The results of the primary analysis for both change from baseline in HbA1c and body weight were supported by the results of the sensitivity analyses, which accounted for different sets of populations, estimands and analytical approaches to minimize bias. The overall safety profile of tirzepatide and semaglutide appeared to be consistent, with gastrointestinal adverse events as the commonly reported events; however, adjusted quantitative comparisons were not feasible.
One of the strengths of this analysis is the comparison method, which relies on the similarities of the study design and population from SURPASS‐2 and SUSTAIN FORTE, such as the background oral antihyperglycaemic medication and time of primary endpoint at week 40. The availability of efficacy data in the SUSTAIN FORTE metformin‐only population allowed for an indirect comparison in the primary analysis in patients receiving the same background antihyperglycaemic medication in both trials. Potential treatment effect modifiers were also accounted for in the primary analysis by restricting the SURPASS‐2 population to patients complying with the HbA1c inclusion criterion of SUSTAIN FORTE (referred to as the SURPASS‐2 refined population).
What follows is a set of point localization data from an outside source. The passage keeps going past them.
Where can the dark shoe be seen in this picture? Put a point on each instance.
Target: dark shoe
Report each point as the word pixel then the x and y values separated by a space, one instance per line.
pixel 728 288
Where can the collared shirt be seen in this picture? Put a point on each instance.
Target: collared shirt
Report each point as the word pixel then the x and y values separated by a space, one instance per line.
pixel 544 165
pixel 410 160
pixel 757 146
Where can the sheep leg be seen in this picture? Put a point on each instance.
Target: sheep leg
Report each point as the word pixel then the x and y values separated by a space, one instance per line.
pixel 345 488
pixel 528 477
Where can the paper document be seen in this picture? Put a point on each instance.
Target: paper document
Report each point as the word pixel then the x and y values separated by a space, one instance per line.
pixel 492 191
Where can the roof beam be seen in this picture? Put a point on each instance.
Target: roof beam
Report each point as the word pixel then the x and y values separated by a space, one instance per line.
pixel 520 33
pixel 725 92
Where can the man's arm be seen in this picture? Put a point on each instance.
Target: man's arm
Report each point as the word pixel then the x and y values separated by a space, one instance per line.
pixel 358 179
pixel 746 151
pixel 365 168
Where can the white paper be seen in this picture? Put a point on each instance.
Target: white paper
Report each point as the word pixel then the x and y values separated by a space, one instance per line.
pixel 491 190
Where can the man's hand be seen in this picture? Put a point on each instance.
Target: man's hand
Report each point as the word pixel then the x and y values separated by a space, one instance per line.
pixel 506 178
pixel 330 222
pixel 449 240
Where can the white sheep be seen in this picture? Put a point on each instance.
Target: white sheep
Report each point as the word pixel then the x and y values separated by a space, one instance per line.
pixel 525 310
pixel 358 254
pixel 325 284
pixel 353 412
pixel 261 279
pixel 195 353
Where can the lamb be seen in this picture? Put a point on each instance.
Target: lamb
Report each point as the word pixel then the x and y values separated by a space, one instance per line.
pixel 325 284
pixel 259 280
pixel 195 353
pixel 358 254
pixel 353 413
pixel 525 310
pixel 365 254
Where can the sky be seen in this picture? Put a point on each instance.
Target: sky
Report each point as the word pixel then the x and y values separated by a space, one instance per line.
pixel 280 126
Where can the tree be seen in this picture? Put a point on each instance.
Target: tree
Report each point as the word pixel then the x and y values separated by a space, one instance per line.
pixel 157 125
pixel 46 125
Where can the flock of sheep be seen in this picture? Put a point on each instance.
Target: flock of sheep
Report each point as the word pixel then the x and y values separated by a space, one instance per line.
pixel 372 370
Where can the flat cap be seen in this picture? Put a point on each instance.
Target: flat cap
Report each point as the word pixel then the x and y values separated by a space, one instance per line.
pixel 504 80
The similarity in baseline characteristics (age, HbA1c and body mass index) between the SURPASS‐2 refined population and SUSTAIN FORTE full population in the semaglutide 1‐mg arms, as well as in HbA1c change from baseline in the SURPASS‐2 refined population versus the SUSTAIN FORTE metformin‐only population for the semaglutide 1‐mg arms (−2.2% vs. −2.1%), support the appropriateness of the Bucher approach. Overall, it was justified to assume that relative differences between treatments for HbA1c and body weight would be similar in the SUSTAIN FORTE metformin‐only population and the SURPASS‐2 refined population. Furthermore, the sample size of the SURPASS‐2 refined population and SUSTAIN FORTE metformin‐only population, which were compared in the primary analysis, were similar. The sensitivity analyses conducted on the full population supported the results of the primary analysis. In addition, the baseline HbA1c and body weight characteristics were adjusted for in the full population of both trials in sensitivity analysis 4, supporting the findings of the primary analysis. Another sensitivity analysis was conducted to assess the results accounting for the impact of potential effects of treatment discontinuation or the use of rescue therapy, which also provided consistent results with the primary analysis.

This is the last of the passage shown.